On the other hand, I was intrigued (to the point of putting them on my fantasy travel bucket list) by the stories of two at-risk-of-vanishing locations: The first is Skara Brae (or Skerrabra to the Orcadians) in the Orkney Islands (I had no idea that the Orkneys were only 80 km south of Greenland and experience some of the most extreme winds and waves in the world). The site of Skara Brae (which was uncovered by extreme weather in 1850) consists of four circular dry-stone wall dwellings dating from between 3200 and 2000 BC and were, apparently, abandoned quite suddenly; leaving behind an incredible collection of Stone Age artefacts. As the weather becomes ever more extreme, this coastal site could be washed away at any time.

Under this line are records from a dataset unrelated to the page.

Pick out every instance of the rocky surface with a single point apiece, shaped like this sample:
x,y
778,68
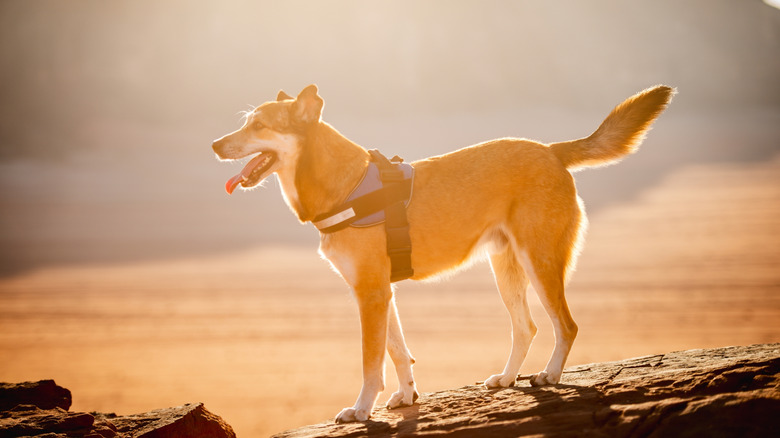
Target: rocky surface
x,y
725,392
40,409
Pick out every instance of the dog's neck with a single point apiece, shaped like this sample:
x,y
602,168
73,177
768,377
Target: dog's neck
x,y
328,169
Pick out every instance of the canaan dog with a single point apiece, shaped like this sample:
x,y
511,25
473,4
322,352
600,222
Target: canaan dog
x,y
513,199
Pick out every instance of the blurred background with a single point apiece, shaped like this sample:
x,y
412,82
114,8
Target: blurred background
x,y
120,251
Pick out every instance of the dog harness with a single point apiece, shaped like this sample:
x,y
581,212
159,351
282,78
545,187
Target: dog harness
x,y
381,196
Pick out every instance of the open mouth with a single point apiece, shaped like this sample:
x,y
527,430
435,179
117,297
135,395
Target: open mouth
x,y
254,172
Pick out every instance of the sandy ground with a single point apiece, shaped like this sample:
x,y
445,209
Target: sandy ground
x,y
268,338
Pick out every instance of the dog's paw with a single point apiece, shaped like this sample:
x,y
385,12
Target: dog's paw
x,y
500,381
400,400
543,378
350,415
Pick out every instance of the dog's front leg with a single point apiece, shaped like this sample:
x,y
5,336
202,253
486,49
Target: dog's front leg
x,y
373,303
403,360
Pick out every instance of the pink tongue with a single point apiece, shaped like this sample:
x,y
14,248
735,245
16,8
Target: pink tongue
x,y
245,172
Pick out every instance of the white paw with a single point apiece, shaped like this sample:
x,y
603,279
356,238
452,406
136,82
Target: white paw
x,y
350,415
399,399
543,378
500,381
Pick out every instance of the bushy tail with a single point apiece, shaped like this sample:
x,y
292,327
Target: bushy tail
x,y
620,133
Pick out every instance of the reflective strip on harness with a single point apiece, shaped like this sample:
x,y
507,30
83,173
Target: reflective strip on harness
x,y
335,219
382,196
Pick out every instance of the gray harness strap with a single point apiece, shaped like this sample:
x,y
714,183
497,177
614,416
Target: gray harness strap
x,y
391,199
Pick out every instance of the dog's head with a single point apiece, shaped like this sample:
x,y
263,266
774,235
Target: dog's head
x,y
271,133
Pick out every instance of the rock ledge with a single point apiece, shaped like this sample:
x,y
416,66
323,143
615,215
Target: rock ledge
x,y
40,409
723,392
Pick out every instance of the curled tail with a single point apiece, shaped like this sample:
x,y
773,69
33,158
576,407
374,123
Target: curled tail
x,y
620,133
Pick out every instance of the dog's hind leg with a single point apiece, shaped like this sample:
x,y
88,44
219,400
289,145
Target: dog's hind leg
x,y
373,303
548,277
403,360
512,284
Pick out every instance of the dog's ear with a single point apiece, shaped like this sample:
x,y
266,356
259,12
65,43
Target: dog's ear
x,y
307,107
283,96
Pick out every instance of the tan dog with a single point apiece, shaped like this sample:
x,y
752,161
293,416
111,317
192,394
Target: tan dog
x,y
513,199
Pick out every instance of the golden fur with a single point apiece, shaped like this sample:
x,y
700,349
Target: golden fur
x,y
513,198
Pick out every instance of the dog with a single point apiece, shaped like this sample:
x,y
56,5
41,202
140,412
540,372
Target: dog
x,y
511,199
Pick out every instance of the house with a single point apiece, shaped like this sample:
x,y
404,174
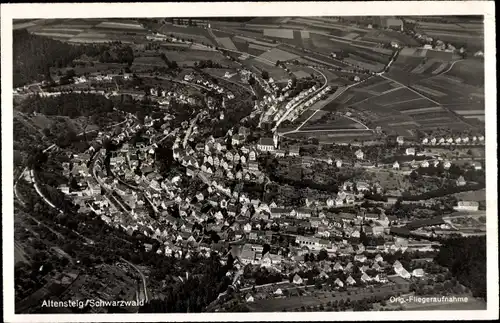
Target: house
x,y
337,266
249,298
303,213
323,275
265,144
397,264
360,258
297,279
237,140
461,181
393,23
403,273
410,151
294,151
381,278
418,273
467,206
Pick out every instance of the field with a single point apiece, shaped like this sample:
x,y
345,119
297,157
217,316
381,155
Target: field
x,y
327,123
470,71
226,42
276,54
149,61
188,32
328,137
279,33
470,35
189,57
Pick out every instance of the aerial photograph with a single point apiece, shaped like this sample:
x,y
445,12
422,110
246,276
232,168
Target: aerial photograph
x,y
249,164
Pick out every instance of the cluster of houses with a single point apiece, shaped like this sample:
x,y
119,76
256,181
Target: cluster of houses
x,y
463,140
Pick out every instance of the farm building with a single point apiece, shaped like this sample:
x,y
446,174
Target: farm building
x,y
410,151
467,206
461,181
297,279
393,23
249,298
337,266
350,281
365,278
418,272
402,272
359,154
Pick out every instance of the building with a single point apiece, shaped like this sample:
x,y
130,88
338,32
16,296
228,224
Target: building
x,y
477,166
467,206
461,181
266,144
297,280
393,23
418,273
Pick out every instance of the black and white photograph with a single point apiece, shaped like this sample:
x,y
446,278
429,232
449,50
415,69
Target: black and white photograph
x,y
242,163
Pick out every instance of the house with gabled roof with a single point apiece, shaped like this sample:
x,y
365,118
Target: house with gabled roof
x,y
297,279
350,280
365,278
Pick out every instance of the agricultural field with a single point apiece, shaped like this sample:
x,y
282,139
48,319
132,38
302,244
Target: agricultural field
x,y
470,35
188,57
328,137
277,73
279,33
149,61
226,42
277,54
329,121
470,71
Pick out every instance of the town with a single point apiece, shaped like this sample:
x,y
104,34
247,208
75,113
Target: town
x,y
287,174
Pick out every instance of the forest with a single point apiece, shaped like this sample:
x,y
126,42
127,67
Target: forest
x,y
33,56
466,259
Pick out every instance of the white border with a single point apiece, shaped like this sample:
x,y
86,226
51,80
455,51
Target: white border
x,y
135,10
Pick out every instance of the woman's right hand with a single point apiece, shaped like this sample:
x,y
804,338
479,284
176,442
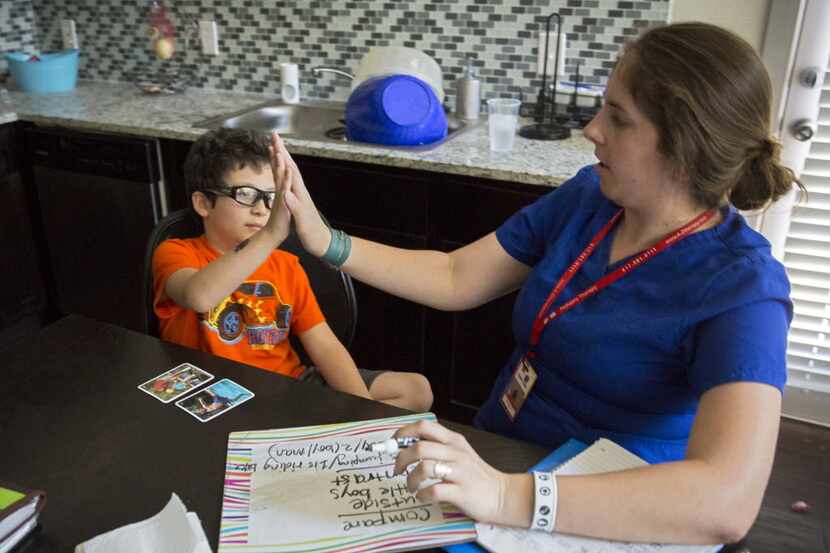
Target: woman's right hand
x,y
313,232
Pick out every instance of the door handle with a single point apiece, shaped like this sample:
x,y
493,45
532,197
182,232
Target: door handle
x,y
803,129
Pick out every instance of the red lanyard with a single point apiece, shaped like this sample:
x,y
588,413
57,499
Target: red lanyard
x,y
542,321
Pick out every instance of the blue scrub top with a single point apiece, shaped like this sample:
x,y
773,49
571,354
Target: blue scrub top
x,y
631,362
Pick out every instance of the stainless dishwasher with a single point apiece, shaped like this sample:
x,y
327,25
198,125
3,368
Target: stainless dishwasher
x,y
100,196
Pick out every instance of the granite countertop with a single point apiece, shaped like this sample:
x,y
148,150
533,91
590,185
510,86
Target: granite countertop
x,y
122,108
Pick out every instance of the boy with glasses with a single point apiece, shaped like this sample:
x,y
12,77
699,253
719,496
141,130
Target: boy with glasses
x,y
232,293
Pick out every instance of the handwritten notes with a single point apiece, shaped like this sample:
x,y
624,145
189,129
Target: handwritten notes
x,y
320,488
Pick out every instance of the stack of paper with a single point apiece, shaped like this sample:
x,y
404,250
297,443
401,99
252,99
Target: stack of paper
x,y
19,511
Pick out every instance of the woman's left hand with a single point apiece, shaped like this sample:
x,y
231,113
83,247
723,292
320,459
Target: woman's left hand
x,y
468,482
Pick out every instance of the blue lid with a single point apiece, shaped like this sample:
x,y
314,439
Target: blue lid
x,y
406,102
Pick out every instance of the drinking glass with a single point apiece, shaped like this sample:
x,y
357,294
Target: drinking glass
x,y
504,117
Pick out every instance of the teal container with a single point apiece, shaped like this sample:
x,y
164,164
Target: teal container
x,y
56,72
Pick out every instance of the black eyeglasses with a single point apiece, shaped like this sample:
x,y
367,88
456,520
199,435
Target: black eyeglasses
x,y
247,195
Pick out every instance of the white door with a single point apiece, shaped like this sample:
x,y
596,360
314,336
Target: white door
x,y
799,228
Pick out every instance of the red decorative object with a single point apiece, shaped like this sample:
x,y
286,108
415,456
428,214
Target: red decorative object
x,y
800,507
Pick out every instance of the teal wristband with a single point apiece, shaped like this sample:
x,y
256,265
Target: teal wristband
x,y
339,248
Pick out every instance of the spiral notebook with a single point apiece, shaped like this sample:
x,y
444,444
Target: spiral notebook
x,y
318,489
602,456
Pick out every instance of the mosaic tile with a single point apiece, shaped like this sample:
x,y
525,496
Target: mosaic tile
x,y
255,37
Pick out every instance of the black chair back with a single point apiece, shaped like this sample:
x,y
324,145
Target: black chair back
x,y
332,287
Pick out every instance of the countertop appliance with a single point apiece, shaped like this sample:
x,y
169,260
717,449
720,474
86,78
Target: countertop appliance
x,y
99,197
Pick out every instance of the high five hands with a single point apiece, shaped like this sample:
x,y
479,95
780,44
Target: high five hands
x,y
294,200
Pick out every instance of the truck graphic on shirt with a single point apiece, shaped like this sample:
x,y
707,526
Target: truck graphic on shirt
x,y
251,311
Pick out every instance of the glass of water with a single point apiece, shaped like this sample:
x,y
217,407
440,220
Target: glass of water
x,y
504,117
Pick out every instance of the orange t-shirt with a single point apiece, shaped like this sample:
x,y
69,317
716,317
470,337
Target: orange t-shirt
x,y
250,325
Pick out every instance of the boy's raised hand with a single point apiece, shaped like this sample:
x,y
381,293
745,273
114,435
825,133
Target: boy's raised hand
x,y
279,221
313,232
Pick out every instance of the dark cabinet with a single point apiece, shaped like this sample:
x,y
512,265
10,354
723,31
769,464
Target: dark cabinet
x,y
369,202
468,349
99,201
23,296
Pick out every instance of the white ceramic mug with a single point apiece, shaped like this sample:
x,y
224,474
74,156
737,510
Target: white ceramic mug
x,y
290,83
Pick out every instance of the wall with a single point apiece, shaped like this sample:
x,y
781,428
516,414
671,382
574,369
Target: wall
x,y
746,18
256,36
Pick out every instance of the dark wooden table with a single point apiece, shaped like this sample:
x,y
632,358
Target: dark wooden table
x,y
73,422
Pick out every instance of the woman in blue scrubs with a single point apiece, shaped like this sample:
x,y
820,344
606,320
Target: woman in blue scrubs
x,y
649,312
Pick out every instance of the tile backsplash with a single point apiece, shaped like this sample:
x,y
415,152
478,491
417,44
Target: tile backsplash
x,y
255,36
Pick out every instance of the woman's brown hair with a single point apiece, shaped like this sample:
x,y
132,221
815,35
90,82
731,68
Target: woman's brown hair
x,y
709,95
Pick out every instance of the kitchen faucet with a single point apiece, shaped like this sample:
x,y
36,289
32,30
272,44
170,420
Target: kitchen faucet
x,y
318,70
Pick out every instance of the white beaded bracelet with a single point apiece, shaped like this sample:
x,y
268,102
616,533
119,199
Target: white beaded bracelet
x,y
544,501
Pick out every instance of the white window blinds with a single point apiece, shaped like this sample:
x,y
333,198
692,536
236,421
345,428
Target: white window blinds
x,y
807,259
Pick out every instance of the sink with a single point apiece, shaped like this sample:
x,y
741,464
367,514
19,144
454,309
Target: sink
x,y
322,121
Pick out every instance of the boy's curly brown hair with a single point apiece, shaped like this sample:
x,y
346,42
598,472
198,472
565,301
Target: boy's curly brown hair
x,y
219,151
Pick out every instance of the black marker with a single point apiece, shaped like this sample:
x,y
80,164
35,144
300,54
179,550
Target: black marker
x,y
392,445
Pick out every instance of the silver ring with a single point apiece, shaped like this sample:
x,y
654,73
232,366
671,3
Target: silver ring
x,y
441,471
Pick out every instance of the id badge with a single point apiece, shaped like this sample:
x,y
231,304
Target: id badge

On the other end of the world, I was also intrigued by Tuvalu: “The fourth smallest nation on earth and comprised of six coral atolls and three reef islands flung across several thousand square miles of the South Pacific between Hawaii and Australia”, as far back as 1989 the United Nations declared them one of the “most likely groups to disappear beneath the ocean in the 21st century because of global warming”. Despite its tropical island setting, Tuvalu is the least visited place on Earth (drawing about two thousand tourists a year) and their chief source of income comes from licensing its highly desirable internet domain, .tv, to an American company. Yet, despite many of its residents relocating to New Zealand for fear of the islands disappearing due to rising sea levels, a study by the University of Auckland in 2018 “maintained that the atolls far from shrinking have, overall, gained ground, with rising waves actually depositing more sediment onto their shores”. Like Skara Brae, Tuvalu feels like a visit now or never fantasy destination, and I wanna go!
I do appreciate that Elborough chose sites from all around the world — there are many locales included in this book that I had never heard of before, and that’s what I was hoping for — and I’ll say again that, without the maps included, my experience is incomplete. I will also say: I was never bored (even if I didn’t always appreciate the weirdly joking bits) but I guess I wanted more.